The industry’s global assets are expected to rise 33 percent from 2010 levels to $1.1 trillion by the end of 2012, according to consultants Ernst & Young. Islamic finance will remain far smaller than conventional finance, with its tens of trillions of dollars, but the gap may continue narrowing; Ernst & Young expects Islamic banking in the Middle East and North Africa to expand over the next five years at a compound annual rate of 20 percent, versus less than 9 percent for conventional banks.
Sharia scholars, with expertise in both religious and conventional law, are key to this growth. Investors will not buy instruments without believing they are religiously acceptable, so most wholly Islamic financial firms have their own board of sharia scholars which certifies products and monitors the firm’s business. “Independent” sharia boards also exist, offering their services to financial firms for a price.

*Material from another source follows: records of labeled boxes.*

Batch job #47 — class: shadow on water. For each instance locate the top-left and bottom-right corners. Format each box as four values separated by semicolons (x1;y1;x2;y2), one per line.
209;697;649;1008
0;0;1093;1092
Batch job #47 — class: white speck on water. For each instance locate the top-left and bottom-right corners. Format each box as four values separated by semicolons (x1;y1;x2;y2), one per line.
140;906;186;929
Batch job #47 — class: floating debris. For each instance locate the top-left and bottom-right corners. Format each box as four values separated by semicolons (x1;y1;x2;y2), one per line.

There are over 400 sharia scholars worldwide but only around 15 to 20 prominent and experienced ones, which creates demand for scholars to sit on multiple boards. The top 20 scholars hold 14 to 85 positions each, occupying a total of around 620 board positions or 55 percent of the industry, data compiled by investment research firm Funds@Work show.
The shortage of scholars is a capacity constraint for the industry, said Sheikh Muddassir Siddiqui, a sharia scholar and Harvard-trained attorney at law firm SNR Denton. He is a member of the sharia standards committee of the Accounting and Auditing Organisation for Islamic Financial Institutions (AAOIFI), a Bahrain-based body setting standards for the industry.
“If you engage a lawyer or a doctor you would naturally want someone with a big name and reputable,” said Siddiqui.
“But unlike a rock star who can entertain thousands of people at once, a sharia scholar’s role should be viewed more like a doctor’s — it is natural to ask how many surgeries a doctor can perform in one day. It is a question of capacity.”
The capacity problem is worsened by the fact there is no single, universally accepted interpretation of religious principles. So firms seek out the scholars who they think will carry the most weight with investors; in effect, a scholar’s reputation becomes a currency used in completing a deal.
“The reason the Islamic finance industry is still emerging is that governance standards are not as well established as in other industries,” said Murat Ünal, CEO of Funds@Work.
“It’s like a social network. People and their relationships play a very important role. If you have a prominent scholar on board, this increases trust and makes up for the lack of governance standards. Institutions sell their products via the reputation of the scholars, so you better make sure you have accepted scholars on board.”
And this leads to sky-high fees paid to the top scholars. A senior banker at an Islamic lender said some scholars could be paid $1,000 to $1,500 per hour of consultation — in addition to an annual bonus of between $10,000 and $20,000 per board seat.
So what happens if one of the Shariah scholars, operating without uniform standards, decides to direct assets in a manner to achieve “jihad with money?” We have already shown that Shariah Compliant Finance approved a form of naked short selling just as the stock market was peaking in 2007 (covered in a Wall Street Journal article). Some of the many concerns can be seen here: http://www.shariahfinancewatch.org/blog/category/shariah-law/.
The bottom line is that Shariah assets are large and growing rapidly. They are connected with the biggest and most influential financial firms on the planet. And, some of the scholars may have jihadist intentions. Those who invest may never know that their money is being used as a Secret Weapon to destroy the West. It’s all very nebulous.